Hi There! Welcome to my blog with personalized rants about things I'm thinking about.

7 replies on “Quarter-Life Crisis (And How To Deal With It)

  1. So glad you are back to blogging!

    Ack! You brought flashbacks from just weeks before my first child was born!

    It’s scary!!!

    But you are so right, there are good works ahead that God has already ordained for you to do and He is preparing you for them.

    He is faithful. He will lead you one step at a time. You never know where you will wind up. It’s an adventure!

    The best advice I got before Josiah was born is, “babies are portable!”

    It’s true. I have not missed out on much because I happened to have one or two or six kids in tow. They just came along for the ride 😀

    1. I always think of you when I begin to panic about having a baby! If you can do this so can I, right? I love how you always take your kids with you and you don’t let them stop you from doing what you love! It’s so important for us new mamma’s to see it modeled!

  2. It’s like you’re reading my mind! Oh wait… That’s because we’ve been talking about this a lot! 😉 I’m so glad you wrote this out on a blog, sis! 😊

    Also, I think I have a fun project that we can do… 🤔

  3. Great read, Victoria!
    Much truth!
    I have a niece that began as a Special Education Teacher, then returned to school to become an RN and now at almost 50, she is working on becoming a PA!

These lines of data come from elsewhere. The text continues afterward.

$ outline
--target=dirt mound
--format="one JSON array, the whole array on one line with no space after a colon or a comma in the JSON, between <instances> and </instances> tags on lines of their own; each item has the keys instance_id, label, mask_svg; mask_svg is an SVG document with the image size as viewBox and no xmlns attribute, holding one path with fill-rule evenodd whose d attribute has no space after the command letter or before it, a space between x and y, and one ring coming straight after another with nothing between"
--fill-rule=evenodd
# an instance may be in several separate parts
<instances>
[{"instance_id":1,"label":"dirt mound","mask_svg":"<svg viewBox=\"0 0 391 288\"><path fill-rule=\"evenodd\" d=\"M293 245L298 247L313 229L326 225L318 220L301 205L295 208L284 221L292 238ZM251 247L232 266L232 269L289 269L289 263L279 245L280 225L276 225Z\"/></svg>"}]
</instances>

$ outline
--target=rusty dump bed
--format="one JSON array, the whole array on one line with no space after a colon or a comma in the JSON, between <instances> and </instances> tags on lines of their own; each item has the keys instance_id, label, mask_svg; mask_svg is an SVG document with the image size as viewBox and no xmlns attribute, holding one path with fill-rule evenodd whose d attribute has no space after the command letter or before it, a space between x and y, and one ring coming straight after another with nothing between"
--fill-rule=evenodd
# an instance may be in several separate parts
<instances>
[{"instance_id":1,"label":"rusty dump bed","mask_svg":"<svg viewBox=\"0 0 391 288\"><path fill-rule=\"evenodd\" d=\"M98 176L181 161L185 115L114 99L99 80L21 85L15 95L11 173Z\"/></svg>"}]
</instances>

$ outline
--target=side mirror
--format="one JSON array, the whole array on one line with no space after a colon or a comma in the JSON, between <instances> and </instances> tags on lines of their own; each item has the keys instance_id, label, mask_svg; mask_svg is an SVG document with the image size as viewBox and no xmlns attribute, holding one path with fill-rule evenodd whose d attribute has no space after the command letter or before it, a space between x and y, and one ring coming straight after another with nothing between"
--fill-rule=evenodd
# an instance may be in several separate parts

  4. I love this! As someone who just turned 40 last year and took a giant leap to change my life I so agree with so much of what you said. Even though I am a long ways from 20 something I still remember 25 was my hardest birthday! We put so much pressure on ourselves because we can’t see all the future but God is good and you are so right that the key is embracing each season while moving forward to learn, grow and live in peace!

    1. Thank you for commenting, Shawna! Its good to hear someone who was there and done that. It’s definitely been a very hard part of my life as I approach 25, as well. But I’m glad that feels are feelings and not realities.